Information security: Data encryption - not enough!

So far, the encryption of data is a powerful method to protect important or private data from being violated by scrutiny of malicious code or malicious intent.

However, the media in the world reported quite a lot about the ability to leak personal data of customers such as social insurance codes, credit card information . This shows that If you want to protect your data, it's only dangerous to rely on data encryption. More and more hackers can read theft, exchange data and impersonate to boldly and skillfully penetrate. And so, just encrypting the data is not enough to protect the data for safety.

To meet stringent standards that require data to be stored and protected during a certain period of time, companies must declare war on theft, exchange data with a multi-tiered measure. The layer with the lowest level is encryption and the highest level is the integration of multiple electronic signatures, electronic authentication and management with a hierarchical key ( hierachical key ).

New challenges of backup and storage

Saving important information in the computing environment has facilitated transactions, making record keeping and other work effectively done. However, this progress has also led to internal and external risks and threatens the security and authenticity of personal data and other data. Recognize these risks for inviolability of important data, regulatory documents such as the Gramm-Leach-Bliley law and California State's Database of Safety Violations. The request must provide a secure backup and storage (archive).

The risks that promote the introduction of the above laws include:

1- Data is stolen: Information is still intact but their confidentiality is no longer guaranteed.

2- Data is exchanged: Information in the process of travel is blocked and modified or corrected at the destination.

3- Conflict to invade: Source information is invaded by an unknown person, or an individual or an organization when accessing data represents another entity.

Many products perform backup and archiving often transmitting and saving data in plain text or through a simple cryptographic algorithm. While many sophisticated techniques are used to ensure that data stored in the memory medium is not initially accessible by unauthorized users, the data stored in the media is backed up by unauthorized users. Comfortable access and recovery.

Some hardware encryption methods simulate the operation of tape drives and encrypt all data transferred to tape. While this way is better than storing in-place data in text form, these devices often do not fully understand the actual value of the data, so they encrypt extremely important databases only parity with encrypting MP3 files doesn't matter.

Failure to clarify the difference between important data and unimportant data is a danger.
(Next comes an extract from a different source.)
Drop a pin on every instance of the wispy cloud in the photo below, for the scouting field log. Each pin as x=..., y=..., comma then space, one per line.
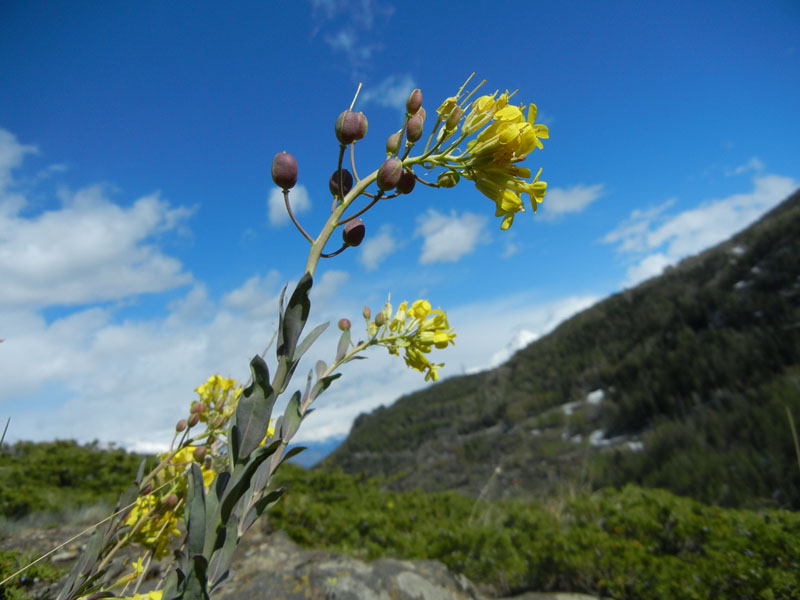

With this approach, some key data is not properly protected and any organization that uses such a crude approach cannot distribute the memory most effectively.

The final drawback of most current backup and storage products is the limited capability of encryption. Encrypting itself only solves the problem of anti-theft information but the danger of data being swapped and hacked by impersonation remains. One way to compete for these threats is to use a multilay-ered approach to ensure data security.

Currently, the understanding of most people who are interested in information security "I have saved data on tapes already" is no longer acceptable in the protection of data. To satisfy the specified requirements and to perform data protection at every stage of the long-term backup and storage process, we recommend using the following methods:

Encrypt / decrypt file decryption with advanced algorithms: Use public key encryption (public-key) and a series of strong and certified cryptographic characters (cipher), data must be encrypted Encrypt before leaving the original memory and continue in this form when stored on storage environments throughout its life cycle. Regardless of whether data is on the hard disk or tape, unauthorized individuals or organizations cannot read important customer information.

Encrypt / decrypt passwords on the network using advanced algorithms: Since more than 50% of attacks on data occur on private networks, a safety corridor must be set up to ensure Precious electronic assets cannot be read while transmitting from one storage environment to another.

Digital signature: Digital signatures can protect data from being compromised. Use one-way hashing for both the data to be backed up and the digital signature sent on the network. When backup data and stored data arrive at the destination, a new hash function is created from the original data and compared to the original hash function to ensure the information is not changed. It is also possible to use a similar method to ensure the irreversibility of long-term archives in cases where law or litigation must be followed.

Management of keys in hierarchical order: An integrated and hierarchical infrastructure (cartificate infrastructure) will deal with the problem of confusing and ensuring that the information backed up or restored has been sent from a trusted computer. Such a mechanism can be used to ensure that only authorized users recover the data they are allowed to access.

Application of data safety policies: Different data have different importance; and therefore, there are different safety policy requirements. A good system will compare and apply the required hashing and encryption algorithms, storage time, and password length for different types of data. The system needs to apply flexible and different safety levels depending on the value of the information we need to protect.

Dark forces capable of breaking into computer systems make data protection tools very important because it is a means of controlling the ways in which data is processed and stored. storage and protection against data theft and swapping. Encryption is a good way to do it, but its benefits are limited. That's why data security needs to integrate electronic signatures, electronic certificates and hierarchical key management methods. If these methods are applied wisely to data management along with the support of execution templates, we will have a comprehensive, scalable, multi-tiered storage security platform. be with immediate and future multi-dimensional threats.